6

I have added several Horizontal Pod Autoscalers (HPAs) to a Kubernetes cluster. I want to monitor the number of replicas of each pod over time.

Does StackDriver have an option to monitor the number of replicas of each pod over time? When creating a metric I can't find an option that will allow me to do this.

MAcabot
  • 524
  • 5
  • 14

2 Answers2

7

I don't think you can count pods, but you can count containers. With a constant number of containers inside the replicated Pods and proper filtering, you'll get what you need.

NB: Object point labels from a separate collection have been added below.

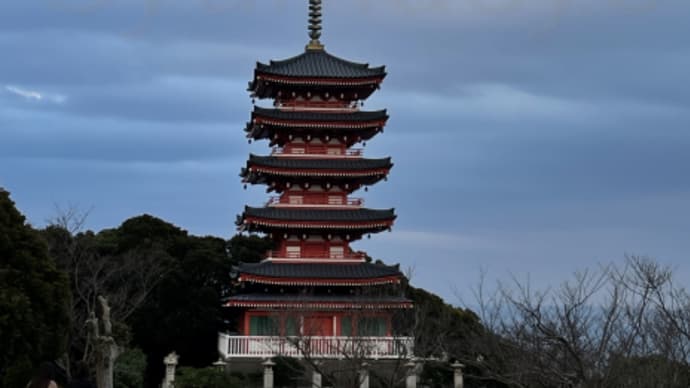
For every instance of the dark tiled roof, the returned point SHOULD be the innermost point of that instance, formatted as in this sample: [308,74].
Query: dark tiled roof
[358,116]
[340,164]
[320,270]
[319,64]
[329,215]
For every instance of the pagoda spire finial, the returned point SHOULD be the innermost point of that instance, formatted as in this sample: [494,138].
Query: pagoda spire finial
[314,25]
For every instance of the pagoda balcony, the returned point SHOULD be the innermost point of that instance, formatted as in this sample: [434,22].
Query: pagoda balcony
[335,202]
[317,152]
[314,347]
[311,255]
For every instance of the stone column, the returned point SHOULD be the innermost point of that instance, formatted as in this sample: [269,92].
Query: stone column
[170,362]
[411,380]
[220,365]
[268,373]
[364,375]
[458,379]
[316,379]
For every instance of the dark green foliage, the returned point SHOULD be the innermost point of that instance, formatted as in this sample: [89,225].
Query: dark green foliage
[436,374]
[34,299]
[206,378]
[441,329]
[129,369]
[248,249]
[183,312]
[288,372]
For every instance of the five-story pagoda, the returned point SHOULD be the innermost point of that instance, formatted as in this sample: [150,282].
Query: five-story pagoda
[313,286]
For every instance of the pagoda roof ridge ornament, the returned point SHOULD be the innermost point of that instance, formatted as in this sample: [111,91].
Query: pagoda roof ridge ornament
[314,26]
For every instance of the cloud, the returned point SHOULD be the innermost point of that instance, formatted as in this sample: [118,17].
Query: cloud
[33,95]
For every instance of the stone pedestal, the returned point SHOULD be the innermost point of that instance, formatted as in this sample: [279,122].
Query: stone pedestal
[364,375]
[458,379]
[170,362]
[268,373]
[411,380]
[316,379]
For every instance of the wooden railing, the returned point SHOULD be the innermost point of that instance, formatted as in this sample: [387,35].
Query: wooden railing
[315,347]
[317,151]
[319,201]
[315,255]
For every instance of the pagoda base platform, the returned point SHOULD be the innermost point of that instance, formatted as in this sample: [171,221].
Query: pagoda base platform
[313,347]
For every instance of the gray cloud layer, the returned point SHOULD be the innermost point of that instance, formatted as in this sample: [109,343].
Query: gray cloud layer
[528,136]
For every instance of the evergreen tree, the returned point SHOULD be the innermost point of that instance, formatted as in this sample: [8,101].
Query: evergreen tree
[34,299]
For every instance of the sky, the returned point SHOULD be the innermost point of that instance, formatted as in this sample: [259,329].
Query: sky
[531,138]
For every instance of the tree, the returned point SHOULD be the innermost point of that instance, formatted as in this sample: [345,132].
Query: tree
[604,328]
[121,265]
[34,299]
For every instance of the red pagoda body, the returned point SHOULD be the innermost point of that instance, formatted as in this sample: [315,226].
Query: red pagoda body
[314,291]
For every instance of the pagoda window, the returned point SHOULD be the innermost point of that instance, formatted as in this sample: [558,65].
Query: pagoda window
[337,252]
[346,326]
[335,199]
[292,326]
[372,327]
[296,199]
[293,251]
[263,325]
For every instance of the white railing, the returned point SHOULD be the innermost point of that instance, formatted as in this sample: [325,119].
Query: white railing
[315,347]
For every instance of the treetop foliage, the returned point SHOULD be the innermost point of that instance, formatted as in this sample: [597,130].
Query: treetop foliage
[34,299]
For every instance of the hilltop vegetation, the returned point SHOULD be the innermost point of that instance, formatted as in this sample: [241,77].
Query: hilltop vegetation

While in Stackdriver go to Dashboard -> Create dashboard. Select the following settings:

Resource type: GKE Container
Metric: Uptime
Filter: (that's actually up to you, probably some label would work)
Group by: (use this if you want to have several lines on the chart at once)
Aggregator: count

What this does is basically gather all the uptimes of containers in your cluster, filter this data through your criteria, and count how many entries are left. This gives you the number of containers that were up at given time. When a container doesn't exist, there's no entry for it, so the number of entries is lower.

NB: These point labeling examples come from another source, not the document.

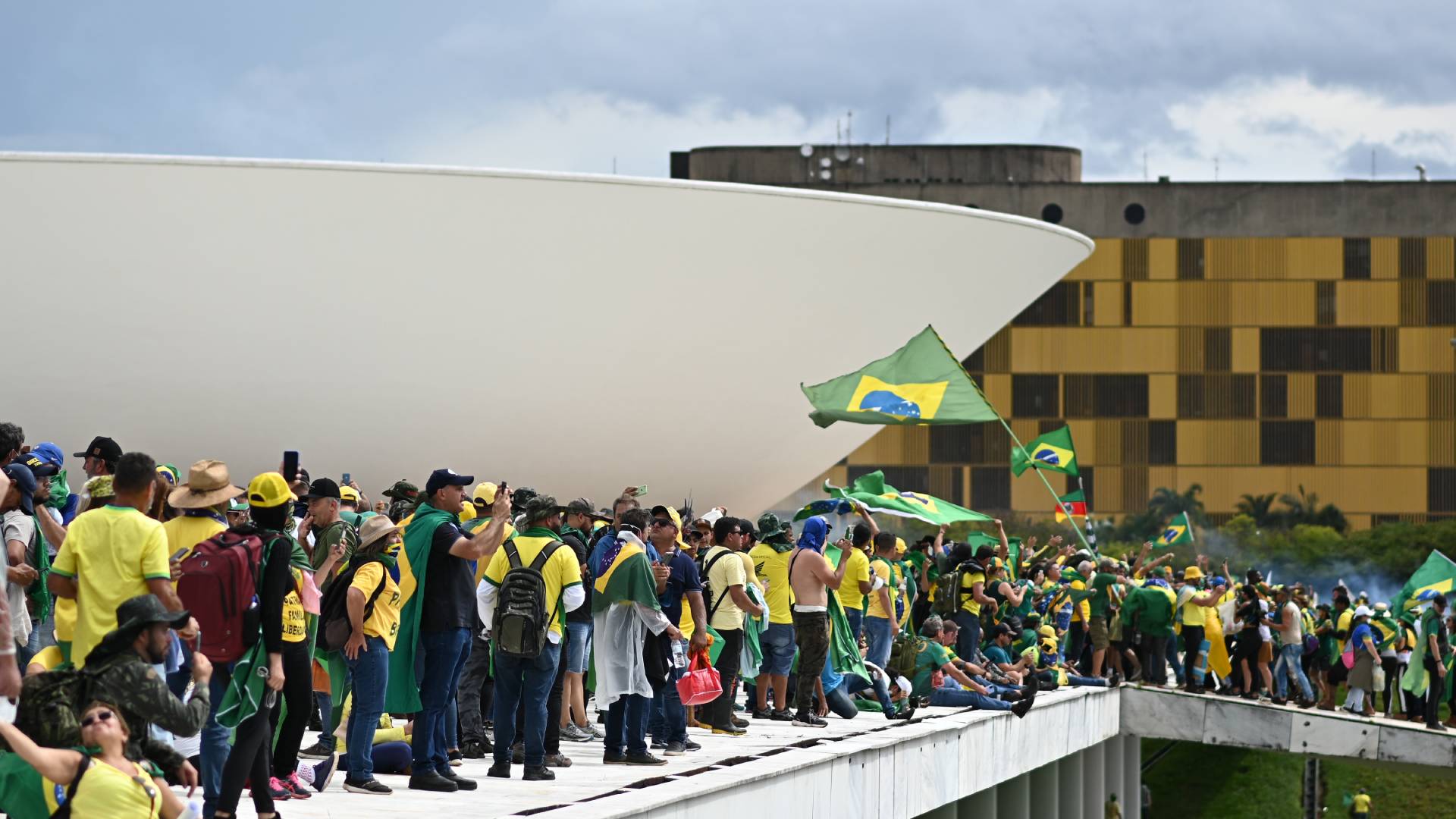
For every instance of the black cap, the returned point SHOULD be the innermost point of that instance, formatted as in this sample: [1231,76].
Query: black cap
[25,482]
[102,447]
[324,488]
[441,479]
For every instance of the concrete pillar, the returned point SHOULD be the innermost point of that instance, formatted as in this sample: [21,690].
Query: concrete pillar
[1094,780]
[1044,792]
[1069,787]
[1014,799]
[981,805]
[1112,774]
[1131,774]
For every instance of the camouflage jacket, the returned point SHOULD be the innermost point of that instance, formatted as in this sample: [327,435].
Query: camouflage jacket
[126,681]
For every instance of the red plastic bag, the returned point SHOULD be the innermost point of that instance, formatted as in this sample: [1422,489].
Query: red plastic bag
[701,684]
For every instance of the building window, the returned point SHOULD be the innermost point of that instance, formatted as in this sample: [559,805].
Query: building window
[1273,397]
[1301,350]
[1286,444]
[990,487]
[1329,397]
[1034,397]
[1357,259]
[1163,444]
[1190,259]
[1055,308]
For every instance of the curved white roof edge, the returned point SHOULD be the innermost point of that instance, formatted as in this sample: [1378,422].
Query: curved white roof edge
[545,175]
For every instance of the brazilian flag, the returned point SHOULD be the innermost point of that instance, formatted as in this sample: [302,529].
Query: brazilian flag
[919,384]
[1052,450]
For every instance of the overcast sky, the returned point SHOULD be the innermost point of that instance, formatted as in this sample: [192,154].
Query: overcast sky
[1269,89]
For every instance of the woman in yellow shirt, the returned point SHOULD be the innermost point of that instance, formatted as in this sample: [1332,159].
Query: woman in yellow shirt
[104,784]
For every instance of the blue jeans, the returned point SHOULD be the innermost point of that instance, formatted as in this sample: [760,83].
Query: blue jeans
[523,679]
[443,659]
[1291,656]
[669,720]
[370,676]
[856,621]
[626,725]
[880,637]
[218,742]
[960,698]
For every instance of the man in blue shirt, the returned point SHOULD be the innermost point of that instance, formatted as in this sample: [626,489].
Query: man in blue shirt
[667,719]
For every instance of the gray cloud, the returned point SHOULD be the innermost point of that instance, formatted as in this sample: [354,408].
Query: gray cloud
[375,80]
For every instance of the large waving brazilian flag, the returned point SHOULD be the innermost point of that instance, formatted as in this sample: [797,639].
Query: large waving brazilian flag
[919,384]
[402,692]
[873,493]
[1052,450]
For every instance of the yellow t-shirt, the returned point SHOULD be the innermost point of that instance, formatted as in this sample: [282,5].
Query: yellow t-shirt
[968,602]
[383,620]
[774,567]
[187,532]
[881,569]
[855,573]
[111,553]
[723,575]
[561,572]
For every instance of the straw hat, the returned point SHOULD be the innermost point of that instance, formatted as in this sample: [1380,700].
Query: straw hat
[207,484]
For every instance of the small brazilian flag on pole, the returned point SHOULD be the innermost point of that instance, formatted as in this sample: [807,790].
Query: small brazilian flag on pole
[1052,450]
[919,384]
[1178,531]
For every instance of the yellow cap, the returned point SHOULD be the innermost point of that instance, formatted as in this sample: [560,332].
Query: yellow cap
[484,493]
[270,490]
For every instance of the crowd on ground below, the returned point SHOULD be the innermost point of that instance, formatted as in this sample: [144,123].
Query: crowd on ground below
[165,630]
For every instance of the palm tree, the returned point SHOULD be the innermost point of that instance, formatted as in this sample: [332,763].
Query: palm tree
[1166,503]
[1258,507]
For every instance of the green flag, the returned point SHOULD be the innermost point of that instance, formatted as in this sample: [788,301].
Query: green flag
[875,494]
[1436,575]
[1177,531]
[919,384]
[1052,450]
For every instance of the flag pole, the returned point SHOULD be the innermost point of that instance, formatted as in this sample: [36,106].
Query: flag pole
[1015,441]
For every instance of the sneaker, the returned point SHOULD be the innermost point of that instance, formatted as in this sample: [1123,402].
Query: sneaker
[459,781]
[294,786]
[367,786]
[324,773]
[472,749]
[431,780]
[277,792]
[807,720]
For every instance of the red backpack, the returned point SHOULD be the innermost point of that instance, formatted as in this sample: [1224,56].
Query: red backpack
[218,586]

If you have only one container per pod, then that's it. If you have more, just take that into account and divide the values on the chart byt the number of containers per pod.

example config

Maciek
  • 3,174
  • 1
  • 22
  • 26
  • hey can anyone help on this: https://stackoverflow.com/questions/56821181/gcp-stackdriver-logs-based-metrics-for-custom-payload-value – Anant Jul 01 '19 at 13:36
  • When I am using this metric as a basis for stackdriver alerting (alerts if it is < 1), stackdriver monitoring does not trigger. Do you know the reason for this? – LearnOPhile Feb 17 '20 at 10:47
  • The uptime metric has no data for me. But aggregating any other metric that can be assigned to a given pod also works. In my case I used the `Requst cores` metric – harryg Jun 28 '21 at 15:17
  • Any idea what it means if GCP dash shows GKE Container as an inactive metric? – Adam Hughes Nov 30 '21 at 19:25
  • 1
    Nice. But beware that once the graph is being aligned for larger intervals, it will sum the counts. (In GKE I could not find any combination of alignment function and group-by function to get me, say, the mean or max for whatever is the smallest period that is rendered, if that's what one wanted to see.) – Arjan Feb 19 '22 at 20:22
0

Similar to the answer above me but I used this parameters

Resource type: Kubernetes Container
Metric: Uptime
Filter: (that's actually up to you, probably some label would work)
Group by: (use this if you want to have several lines on the chart at once)
Aggregator: count
Ryan Clemente
  • 131
  • 1
  • 5